The Incredible Shrinking Senate Majority
As voters' behavior has changed, control of the upper chamber has become increasingly precarious.

While both parties are pouring vast sums into the battle for Senate control, the best advice for whichever side wins the majority in November may be three simple words: Don't unpack everything.
Structural changes in voters' behavior are making it tougher for either party to amass, much less sustain, a comfortable Senate majority — except in rare circumstances. "At this point, the natural division of party strength in the Senate is very close to 50-50," says Alan Abramowitz, an Emory University political scientist. "I think we are going to be seeing small majorities for some time." Small majorities increase the chances that control of the chamber will flip between the parties more frequently. And that prospect increases the odds that the Senate will see more polarization, less accomplishment — and even more campaign spending.
The big dynamic pointing toward precarious Senate majorities is the increasingly parliamentary nature of congressional elections. In the first decades after World War II, many voters routinely split their tickets, supporting one party's presidential nominee and candidates from the other party in House and Senate races.

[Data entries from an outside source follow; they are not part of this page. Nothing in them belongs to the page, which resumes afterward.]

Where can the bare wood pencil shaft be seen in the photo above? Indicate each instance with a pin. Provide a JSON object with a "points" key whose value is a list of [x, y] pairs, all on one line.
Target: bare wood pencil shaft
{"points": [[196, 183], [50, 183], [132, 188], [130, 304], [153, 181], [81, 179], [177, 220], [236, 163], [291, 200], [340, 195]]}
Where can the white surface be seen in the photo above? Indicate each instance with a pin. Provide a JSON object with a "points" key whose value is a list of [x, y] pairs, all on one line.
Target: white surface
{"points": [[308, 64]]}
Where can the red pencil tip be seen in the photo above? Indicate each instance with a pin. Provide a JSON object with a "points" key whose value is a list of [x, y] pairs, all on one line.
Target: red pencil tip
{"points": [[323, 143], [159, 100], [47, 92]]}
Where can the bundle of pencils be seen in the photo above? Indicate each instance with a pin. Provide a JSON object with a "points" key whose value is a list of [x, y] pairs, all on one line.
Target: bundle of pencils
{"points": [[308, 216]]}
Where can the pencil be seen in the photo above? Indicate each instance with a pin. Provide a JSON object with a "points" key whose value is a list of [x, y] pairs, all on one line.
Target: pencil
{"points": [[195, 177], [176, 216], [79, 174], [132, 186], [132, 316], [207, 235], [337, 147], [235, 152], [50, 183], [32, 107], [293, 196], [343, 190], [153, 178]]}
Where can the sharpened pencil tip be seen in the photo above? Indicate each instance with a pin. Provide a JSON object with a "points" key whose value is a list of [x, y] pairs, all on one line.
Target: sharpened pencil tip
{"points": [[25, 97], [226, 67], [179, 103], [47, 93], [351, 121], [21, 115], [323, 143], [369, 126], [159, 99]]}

But after peaking in the 1970s and 1980s, such split-ticket balloting has steadily declined in our polarized political era. Senators are better known than House members, but attitudes toward the president are increasingly buffeting both groups. In the 2006 midterm election, Republicans won six of the 10 Senate races in states where exit polls showed President Bush's approval rating reaching 46 percent or above — but lost 19 of the 20 in states where he stood at 45 percent or below. In 2010, Democrats won Senate races in nine of the 10 states in which President Obama's approval reached 48 percent or higher — and lost 13 of the 15 states that gave him lower marks.
Rather than judging Senate candidates entirely as individuals, more voters appear to be assessing them as part of a team — and voting on whether they want that team to steer the Senate. This tendency isn't insurmountable. In 2012, Democrats won Senate seats in Indiana, Missouri, Montana, and North Dakota, even as those states rejected Obama — largely because their candidates benefited from flawed Republican opponents. But the long-term trend is for each side to dominate the Senate seats in the states its presidential candidates usually win. With each party holding a presidential edge in just under half the states, and few true swing states remaining, that promises a tenuously balanced Senate.
Consider the current Senate map. Twenty-six states voted for Obama both times; Democrats control 43 of their 52 Senate seats. Twenty-two states rejected him both times; Republicans hold 34 of their 44 seats. (The remaining states, Indiana and North Carolina, backed Obama in 2008 and flipped against him in 2012; the two parties split their four Senate seats.) Not all those seats are secure, but the overall pattern is strong: Almost four-fifths of each party's senators represent states that supported their party's presidential nominee in both 2008 and 2012.
This sorting intensifies the Senate's polarization. Legislators sent by conflicted constituencies, such as the old Southern Democrats or Northeastern Republicans, have often been the Senate's deal-makers; they have a natural incentive to seek bipartisan compromises. Those from states that lean solidly to one side have more incentive to reliably line up behind — or against — the president. Exceptions persist on both sides of that alignment. But as the chamber's sorting continues, the overall effect is "that the Senate [will] be a worse and worse place to get anything done," worries veteran Democratic consultant Jim Jordan.
November's election might produce more cross-pressured legislators open to compromise. With Obama's approval sagging, GOP candidates are seriously competing in Democratic-leaning Colorado, Iowa, Michigan, and New Hampshire. Democrats are building plausible, if uphill, challenges in red-leaning Georgia and Kentucky.
But it's more likely that this fall's election will accelerate the Senate re-sort. The GOP's best takeaway chances are the six Democratic-held Senate seats in states that twice rejected Obama, plus North Carolina. The four Democratic incumbents seeking reelection in those states (the other three seats are open) are showing surprising resilience in polls. But each faces a formidable undertow of local alienation from Obama. Each GOP win would replace a relatively moderate Democrat with a more conservative Republican possessing less incentive to compromise.
Democrats nervous about November can calm themselves by anticipating 2016. In that presidential year, the tightening link between Senate and White House preferences will favor them. After benefiting from the 2010 tea-party wave, Republicans must defend Senate seats in seven states that backed Obama twice. Even if Democrats lose the chamber this fall, they could recapture it in 2016.
Yet the dial will turn again in 2018, when Democrats must defend the red-state seats they won in 2012 against flawed GOP nominees. By now the larger picture should be clear: Neither side is positioned to establish a lasting Senate advantage. In a more rational political environment, fragile Senate majorities would encourage more negotiation between parties that recognize neither holds a dominant hand. Instead, instability is compounding rigidity as the Senate's partisan divide hardens.